Re: Is Recovery actually paused?

From: Dilip Kumar <dilipbalaut(at)gmail(dot)com>
To: Kyotaro Horiguchi <horikyota(dot)ntt(at)gmail(dot)com>
Cc: Yugo Nagata <nagata(at)sraoss(dot)co(dot)jp>, Masahiko Sawada <sawada(dot)mshk(at)gmail(dot)com>, Robert Haas <robertmhaas(at)gmail(dot)com>, Bharath Rupireddy <bharath(dot)rupireddyforpostgres(at)gmail(dot)com>, Simon Riggs <simon(at)2ndquadrant(dot)com>, PostgreSQL Hackers <pgsql-hackers(at)lists(dot)postgresql(dot)org>
Subject: Re: Is Recovery actually paused?
Date: 2021-02-04 04:58:02
Message-ID: CAFiTN-tTAa66hEFUAF=6_H9SFe9NJe34Yp95-vFnS4tk4F=s3A@mail.gmail.com
Views: Raw Message | Whole Thread | Download mbox | Resend email
Thread:
Lists: pgsql-hackers

On Mon, Feb 1, 2021 at 1:41 PM Dilip Kumar <dilipbalaut(at)gmail(dot)com> wrote:
>
> On Mon, Feb 1, 2021 at 11:59 AM Kyotaro Horiguchi
> <horikyota(dot)ntt(at)gmail(dot)com> wrote:
> >
> > At Sun, 31 Jan 2021 11:24:30 +0530, Dilip Kumar <dilipbalaut(at)gmail(dot)com> wrote in
> > > On Fri, Jan 29, 2021 at 4:33 PM Dilip Kumar <dilipbalaut(at)gmail(dot)com> wrote:
> > > >
> > > > On Fri, Jan 29, 2021 at 3:25 PM Yugo NAGATA <nagata(at)sraoss(dot)co(dot)jp> wrote:
> > > > >
> > > > > On Thu, 28 Jan 2021 09:55:42 +0530
> > > > > Dilip Kumar <dilipbalaut(at)gmail(dot)com> wrote:
> > > > >
> > > > > > On Wed, Jan 27, 2021 at 2:28 PM Dilip Kumar <dilipbalaut(at)gmail(dot)com> wrote:
> > > > > > >
> > > > > > > On Wed, Jan 27, 2021 at 2:06 PM Yugo NAGATA <nagata(at)sraoss(dot)co(dot)jp> wrote:
> > > > > > > >
> > > > > > > > On Wed, 27 Jan 2021 13:29:23 +0530
> > > > > > > > Dilip Kumar <dilipbalaut(at)gmail(dot)com> wrote:
> > > > > > > >
> > > > > > > > > On Wed, Jan 27, 2021 at 12:50 PM Masahiko Sawada <sawada(dot)mshk(at)gmail(dot)com> wrote:
> > > > > > > > > >
> > > > > > > > > > On Tue, Jan 26, 2021 at 2:00 AM Robert Haas <robertmhaas(at)gmail(dot)com> wrote:
> > > > > > > > > > >
> > > > > > > > > > > On Sat, Jan 23, 2021 at 6:10 AM Bharath Rupireddy
> > > > > > > > > > > <bharath(dot)rupireddyforpostgres(at)gmail(dot)com> wrote:
> > > > > > > > > > > > +1 to just show the recovery pause state in the output of
> > > > > > > > > > > > pg_is_wal_replay_paused.

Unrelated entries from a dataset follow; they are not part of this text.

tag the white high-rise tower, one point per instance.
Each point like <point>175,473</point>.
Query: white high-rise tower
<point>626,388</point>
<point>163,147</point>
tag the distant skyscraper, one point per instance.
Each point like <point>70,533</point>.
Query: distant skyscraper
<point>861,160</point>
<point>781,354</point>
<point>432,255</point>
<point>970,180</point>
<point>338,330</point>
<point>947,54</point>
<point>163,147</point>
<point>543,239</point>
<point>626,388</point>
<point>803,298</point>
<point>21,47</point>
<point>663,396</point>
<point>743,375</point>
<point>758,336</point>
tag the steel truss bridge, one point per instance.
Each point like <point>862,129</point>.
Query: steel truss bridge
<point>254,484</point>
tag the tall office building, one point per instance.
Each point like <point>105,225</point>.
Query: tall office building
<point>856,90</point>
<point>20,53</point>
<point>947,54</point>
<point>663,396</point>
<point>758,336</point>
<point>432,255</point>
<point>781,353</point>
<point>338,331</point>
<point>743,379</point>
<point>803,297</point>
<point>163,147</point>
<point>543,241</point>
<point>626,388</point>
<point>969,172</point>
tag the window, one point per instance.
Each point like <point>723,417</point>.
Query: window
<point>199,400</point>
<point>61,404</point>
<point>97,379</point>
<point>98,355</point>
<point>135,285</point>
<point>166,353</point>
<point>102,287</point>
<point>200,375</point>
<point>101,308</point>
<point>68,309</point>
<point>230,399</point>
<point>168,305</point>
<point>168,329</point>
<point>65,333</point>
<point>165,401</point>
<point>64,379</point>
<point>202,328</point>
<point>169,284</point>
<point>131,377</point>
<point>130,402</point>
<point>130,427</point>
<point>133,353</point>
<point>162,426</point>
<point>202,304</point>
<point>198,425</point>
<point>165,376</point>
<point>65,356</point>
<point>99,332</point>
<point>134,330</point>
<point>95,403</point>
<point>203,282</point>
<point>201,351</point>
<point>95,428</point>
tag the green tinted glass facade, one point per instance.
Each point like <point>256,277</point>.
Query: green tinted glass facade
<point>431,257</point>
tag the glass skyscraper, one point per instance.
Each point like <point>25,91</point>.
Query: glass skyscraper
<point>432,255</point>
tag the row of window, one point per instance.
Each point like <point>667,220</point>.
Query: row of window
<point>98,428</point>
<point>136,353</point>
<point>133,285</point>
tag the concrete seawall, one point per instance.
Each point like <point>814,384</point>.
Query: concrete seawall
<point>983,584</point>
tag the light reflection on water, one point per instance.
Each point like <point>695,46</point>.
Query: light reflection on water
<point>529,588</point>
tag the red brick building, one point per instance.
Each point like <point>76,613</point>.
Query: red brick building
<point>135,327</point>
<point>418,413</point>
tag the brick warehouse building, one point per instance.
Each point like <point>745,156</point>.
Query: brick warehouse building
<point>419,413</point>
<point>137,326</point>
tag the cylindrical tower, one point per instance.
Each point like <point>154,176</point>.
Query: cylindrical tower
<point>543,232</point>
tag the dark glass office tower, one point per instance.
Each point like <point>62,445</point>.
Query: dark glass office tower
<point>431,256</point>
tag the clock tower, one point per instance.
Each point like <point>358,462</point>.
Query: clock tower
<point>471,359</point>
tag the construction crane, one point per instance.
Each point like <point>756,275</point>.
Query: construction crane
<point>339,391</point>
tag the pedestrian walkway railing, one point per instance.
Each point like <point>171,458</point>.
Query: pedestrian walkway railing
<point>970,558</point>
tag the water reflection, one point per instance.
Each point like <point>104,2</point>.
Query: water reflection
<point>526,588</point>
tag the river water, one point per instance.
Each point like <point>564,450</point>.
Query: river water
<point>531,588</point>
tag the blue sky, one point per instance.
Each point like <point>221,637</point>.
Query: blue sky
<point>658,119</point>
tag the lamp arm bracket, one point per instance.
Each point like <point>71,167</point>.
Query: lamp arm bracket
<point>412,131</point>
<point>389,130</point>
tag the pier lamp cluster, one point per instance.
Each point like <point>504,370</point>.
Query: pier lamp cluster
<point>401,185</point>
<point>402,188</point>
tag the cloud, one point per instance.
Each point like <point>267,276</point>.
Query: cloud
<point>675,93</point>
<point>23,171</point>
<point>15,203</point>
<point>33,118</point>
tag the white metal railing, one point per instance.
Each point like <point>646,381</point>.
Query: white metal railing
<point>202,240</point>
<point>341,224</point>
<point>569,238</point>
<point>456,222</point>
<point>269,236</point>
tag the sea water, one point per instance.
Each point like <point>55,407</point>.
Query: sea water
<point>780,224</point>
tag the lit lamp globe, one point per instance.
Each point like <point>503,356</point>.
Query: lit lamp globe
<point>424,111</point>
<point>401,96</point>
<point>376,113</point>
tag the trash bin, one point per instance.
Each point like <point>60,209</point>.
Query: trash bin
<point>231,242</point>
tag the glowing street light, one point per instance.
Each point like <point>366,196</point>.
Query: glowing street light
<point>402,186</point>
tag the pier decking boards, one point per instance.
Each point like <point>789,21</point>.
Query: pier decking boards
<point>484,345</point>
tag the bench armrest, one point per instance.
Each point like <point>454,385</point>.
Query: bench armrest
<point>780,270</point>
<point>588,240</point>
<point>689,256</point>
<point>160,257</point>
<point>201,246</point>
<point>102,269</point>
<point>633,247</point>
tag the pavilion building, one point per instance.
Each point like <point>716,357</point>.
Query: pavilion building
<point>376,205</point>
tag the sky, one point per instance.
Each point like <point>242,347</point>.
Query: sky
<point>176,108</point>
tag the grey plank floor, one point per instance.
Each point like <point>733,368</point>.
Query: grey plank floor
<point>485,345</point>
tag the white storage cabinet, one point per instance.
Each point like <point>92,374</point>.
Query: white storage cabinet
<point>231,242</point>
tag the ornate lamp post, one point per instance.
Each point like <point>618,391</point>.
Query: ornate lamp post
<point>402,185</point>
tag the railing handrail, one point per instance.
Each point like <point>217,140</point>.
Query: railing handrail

But, should the function name
> > > > > > > > > > > > "pg_is_wal_replay_paused" be something like
> > > > > > > > > > > > "pg_get_wal_replay_pause_state" or some other? To me, when "is" exists
> > > > > > > > > > > > in a function, I expect a boolean output. Others may have better
> > > > > > > > > > > > thoughts.
> > > > > > > > > > >
> > > > > > > > > > > Maybe we should leave the existing function pg_is_wal_replay_paused()
> > > > > > > > > > > alone and add a new one with the name you suggest that returns text.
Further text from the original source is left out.